Enquanto as causas são investigadas, o gestor espanhol da rede ferroviária, Adif, estabeleceu nesta terça-feira uma “limitação temporária de velocidade” de 160 km/h em alguns trechos da linha de alta velocidade entre Madri e Barcelona, por “segurança”, já que “maquinistas relataram irregularidades”, segundo indicou o serviço de comunicação da empresa.
O serviço de manutenção realizará inspeções durante a noite e, se tudo estiver normal, a limitação deverá ser retirada posteriormente, acrescentou.
– “Tudo se quebrou” –
Emil Johnsson, um cidadão sueco residente na Espanha, contou, emocionado, à imprensa a experiência do acidente, após receber alta de um hospital de Córdoba.

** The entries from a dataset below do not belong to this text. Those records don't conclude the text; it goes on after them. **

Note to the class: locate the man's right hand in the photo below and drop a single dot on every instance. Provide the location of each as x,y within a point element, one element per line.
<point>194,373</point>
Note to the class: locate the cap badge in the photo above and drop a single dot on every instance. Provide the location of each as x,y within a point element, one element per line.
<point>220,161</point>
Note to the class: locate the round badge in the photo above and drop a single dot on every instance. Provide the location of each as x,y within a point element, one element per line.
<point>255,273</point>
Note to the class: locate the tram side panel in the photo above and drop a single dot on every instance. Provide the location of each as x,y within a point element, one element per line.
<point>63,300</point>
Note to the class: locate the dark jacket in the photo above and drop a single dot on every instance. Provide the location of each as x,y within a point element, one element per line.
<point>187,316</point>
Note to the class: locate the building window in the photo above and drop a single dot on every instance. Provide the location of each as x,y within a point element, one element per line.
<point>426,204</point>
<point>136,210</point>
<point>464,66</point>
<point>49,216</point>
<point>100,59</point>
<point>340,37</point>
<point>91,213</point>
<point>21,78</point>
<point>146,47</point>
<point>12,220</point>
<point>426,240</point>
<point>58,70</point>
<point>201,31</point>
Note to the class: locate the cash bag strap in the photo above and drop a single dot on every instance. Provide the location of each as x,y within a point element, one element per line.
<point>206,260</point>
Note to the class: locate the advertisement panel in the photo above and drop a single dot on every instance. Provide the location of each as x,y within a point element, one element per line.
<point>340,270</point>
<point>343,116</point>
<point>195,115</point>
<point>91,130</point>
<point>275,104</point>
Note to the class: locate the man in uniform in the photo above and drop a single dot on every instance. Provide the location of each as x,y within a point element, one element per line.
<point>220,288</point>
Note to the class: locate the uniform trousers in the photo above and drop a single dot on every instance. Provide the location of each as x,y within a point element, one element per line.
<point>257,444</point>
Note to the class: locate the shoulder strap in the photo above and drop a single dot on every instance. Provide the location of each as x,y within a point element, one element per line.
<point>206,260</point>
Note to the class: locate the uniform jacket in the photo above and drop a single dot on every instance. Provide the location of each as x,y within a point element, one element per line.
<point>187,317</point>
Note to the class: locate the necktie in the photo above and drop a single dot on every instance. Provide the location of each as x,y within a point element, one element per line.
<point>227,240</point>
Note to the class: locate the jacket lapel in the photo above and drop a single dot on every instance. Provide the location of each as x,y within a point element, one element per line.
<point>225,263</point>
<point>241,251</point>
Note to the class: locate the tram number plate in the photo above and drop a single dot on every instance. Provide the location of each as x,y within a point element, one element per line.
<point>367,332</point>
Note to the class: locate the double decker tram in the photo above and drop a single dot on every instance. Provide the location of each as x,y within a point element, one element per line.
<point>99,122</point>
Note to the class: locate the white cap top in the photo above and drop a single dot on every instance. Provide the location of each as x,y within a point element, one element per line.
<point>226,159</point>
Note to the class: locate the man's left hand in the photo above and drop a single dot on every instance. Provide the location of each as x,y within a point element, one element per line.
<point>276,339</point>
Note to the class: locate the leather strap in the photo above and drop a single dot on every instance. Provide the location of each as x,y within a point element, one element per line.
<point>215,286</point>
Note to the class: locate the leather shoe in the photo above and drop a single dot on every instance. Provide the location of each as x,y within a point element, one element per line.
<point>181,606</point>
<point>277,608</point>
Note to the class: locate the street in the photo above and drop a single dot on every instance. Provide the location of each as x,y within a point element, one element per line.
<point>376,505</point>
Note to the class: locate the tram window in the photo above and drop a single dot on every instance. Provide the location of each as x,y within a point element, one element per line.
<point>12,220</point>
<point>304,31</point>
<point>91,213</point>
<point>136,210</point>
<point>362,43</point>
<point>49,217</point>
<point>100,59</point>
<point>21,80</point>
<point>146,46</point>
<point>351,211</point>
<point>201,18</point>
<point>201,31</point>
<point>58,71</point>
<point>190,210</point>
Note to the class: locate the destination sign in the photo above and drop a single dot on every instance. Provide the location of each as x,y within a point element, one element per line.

“Uma mulher estava inconsciente do meu lado, e eu e outro homem tentamos ajudá-la. Tinha o rosto coberto de sangue”, contou Johnsson. Ele disse ter ligado para sua mãe do trem.
“Tudo se rompeu em 2-3 segundos”, afirmou.
Santiago Salvador, cidadão português ferido no acidente, explicou em um vídeo no Instagram que a cena do acidente foi um “inferno”.
“Saí com minhas próprias pernas”, explicou, com o rosto coberto de arranhões e a perna quebrada. “É um milagre eu estar vivo”, concluiu.
Em julho de 2013, a Espanha sofreu uma grave tragédia ferroviária quando um trem descarrilou pouco antes de chegar à cidade galega de Santiago de Compostela, deixando 80 mortos.